In the nation’s National Institutes of Health grant application, a professor from the UG Medical School received a remarkably high perfect score
After receiving a remarkable flawless score on his grant proposal for the National Institute of Health, Professor Eric Sampane-Donkor of the University of Ghana Medical School (UGMS) has the academic world buzzing. A flawless score on an NIH project, according to the Institute, is extremely rare and denotes a grant that is without flaws and…

After receiving a remarkable flawless score on his grant proposal for the National Institute of Health, Professor Eric Sampane-Donkor of the University of Ghana Medical School (UGMS) has the academic world buzzing.
A flawless score on an NIH project, according to the Institute, is extremely rare and denotes a grant that is without flaws and has a huge impact.
This grant proposal from the University of Ghana achieved the perfect effect score of 10 (the maximum score that can be given), placing it in the top one percentile of all grants ever submitted to the NIH.
Leading researchers from the US and other nations submit hundreds of applications for National Institutes of Health (NIH) funds, which are among the most competitive research awards in the world.
This grant application (The ZOOFOOD Project), which uses bioinformatics and disease modelling to address important aspects of zoonoses and foodborne infections in West Africa, received the extremely uncommon perfect score because it was deemed “exceptional” by the NIH’s Centre for Scientific Review Special Emphasis Panel.
Professor Eric Sampane-Donkor not only achieved the highest possible score on the UE5 application, but also two further NIH awards within a year, including a RO1 and a D43.
The RO1 funding is for a 5-year study called “Invasive Pneumococcal Disease and Carriage among Children with Sickle Cell Disease in Ghana: A Post-Vaccination Study”- The Pneumosic Study.
This investigation aims to clarify the effects of immunisation on the pneumococcus population biology in Ghanaian children with sickle cell illness and to identify potential candidates for a better pneumococcus vaccine.
“Research and Capacity Building in Antimicrobial Resistance in West Africa”-The RECABAW Training project-is the name of the 5-year research training project funded by the D43 grant.
In order to promote the study and control of antimicrobial resistance in the subregion, this programme will aid in the establishment of a core of West African scientists through PhD and postdoctoral training.
In order to combat infectious illnesses in West Africa, the three concurrent programmes will teach 52 master’s, PhD, and postdoctoral associates. They will also foster cooperation between the University of Ghana and numerous institutions in West Africa, the United States, Israel, and the United Kingdom.
In order to emphasise how unusual and difficult it is to accomplish, the NIH Perfect Score is compared to “being a Major League Baseball pitcher who pitches a perfect game, an amateur bowler who scores 300, or an NFL running back who rushes for 200 yards in a single game” in a University of Mississippi article. Even though the game has been played more than 235,000 times, this has only happened 23 times in the 140 years that it has been available.

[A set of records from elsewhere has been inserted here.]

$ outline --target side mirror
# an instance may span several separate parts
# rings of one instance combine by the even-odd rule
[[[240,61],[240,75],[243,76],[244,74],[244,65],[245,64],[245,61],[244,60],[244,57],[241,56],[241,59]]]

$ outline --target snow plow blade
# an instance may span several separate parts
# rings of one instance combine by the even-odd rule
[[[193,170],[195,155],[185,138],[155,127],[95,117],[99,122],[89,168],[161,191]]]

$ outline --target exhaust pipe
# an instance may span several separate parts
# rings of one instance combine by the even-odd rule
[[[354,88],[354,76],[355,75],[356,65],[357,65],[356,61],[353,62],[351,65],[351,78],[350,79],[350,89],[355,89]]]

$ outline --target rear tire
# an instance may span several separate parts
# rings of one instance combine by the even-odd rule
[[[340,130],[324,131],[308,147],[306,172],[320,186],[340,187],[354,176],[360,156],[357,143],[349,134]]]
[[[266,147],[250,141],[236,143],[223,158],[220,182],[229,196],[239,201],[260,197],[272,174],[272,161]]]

The article also notes that “only the best of the best frequently achieve this score, as each of the dozens or more members of the NIH review panel must be in agreement to allow for such an outcome.”
Professor Eric Sampane-Donkor’s Unicorn Score confirms the significant effect of his study at the University of Ghana Medical School, especially considering that it was his first submission.

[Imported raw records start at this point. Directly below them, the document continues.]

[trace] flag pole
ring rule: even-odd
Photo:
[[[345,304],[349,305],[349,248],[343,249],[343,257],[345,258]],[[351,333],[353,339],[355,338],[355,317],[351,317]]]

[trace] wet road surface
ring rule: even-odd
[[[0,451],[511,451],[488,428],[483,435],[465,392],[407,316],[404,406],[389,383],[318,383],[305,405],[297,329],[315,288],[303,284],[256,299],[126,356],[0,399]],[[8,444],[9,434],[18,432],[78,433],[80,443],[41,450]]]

Bacteriology and global health are two of the fields that Professor Eric Sampane-Donkor (BSc-Hons, Grad Dip, MSc, PhD, MBA, MPhil, PhD, FGA, FIBMS, FRCPath) specialises in.
He has written 132 journal papers, most of which were published in foreign publications. He also has 20 publications under his belt, including technical papers, books, and book chapters.
He is currently the department head of the University of Ghana Medical School’s Department of Medical Microbiology, where he has been enacting a transformational leadership agenda since 2020, including fundraising, modern facilities, faculty promotion and development, internationalisation, and department rebranding.
In response to Professor Sampane-Donkor’s recent success with NIH grants, Professor Kofi Owusu Boahene, Director of Facial Plastic and Reconstructive Surgery at the Johns Hopkins University School of Medicine in the United States, stated that “It is remarkable by itself to be awarded multiple NIH grants in any given year; to top that off with a perfect score is an outstanding achievement. This is in fact confirmation of the value of his study and a compliment to his school.
Prof. Sampane-Donkor expressed her gratitude to God for this distinction in reaction to the perfect score she had got, saying, “I am humbled that an application from the University of Ghana was counted as the finest by the United States’ most prominent research funding organisation.